When the heads stem from the Celtic epoch, it can be easily imagined that an ancient curse weighs on them. But when they are not old, how can it be explained that they evoke paranormal phenomena? It exists a theory that mineral art products can store visual pictures of humans from which they have been created. It is supposed that localities and objects can take up information that can cause particular phenomena.
The scientist Dr. Robins was also interested in the reports about the sounds that are said to have been occurring in connection with the heads. He pointed to a parallel of a being from the ancient Nordic mythology, the “Wulver”. He was powerful and dangerous but benevolent towards human people as long as they did not provoke him. Dr. Robins was so fascinated by the heads that he intended to take them home with him.
When he put them in his car to drive home and turned the key, all of the electrical devices on the dashboard failed. He looked at the heads and said, “Stop with that!” – and the automobile started.

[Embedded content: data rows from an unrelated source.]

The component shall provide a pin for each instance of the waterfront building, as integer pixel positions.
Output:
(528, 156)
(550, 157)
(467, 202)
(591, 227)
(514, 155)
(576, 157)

The Hexham-heads’ current location is unknown. However, there is no question that they were the source of the events that are commonly attributed to poltergeists. They acted as a trigger in some way. But why is that? This raises the issue of their age.
Are they of Celtic origin, as Dr. Ross claims, or were they just made in 1956 by a Hexham resident for his daughter? According to Dr. Robins’ view, when an object is in the position to generate poltergeist-phenomena, it does not matter who made it, but rather where it was made.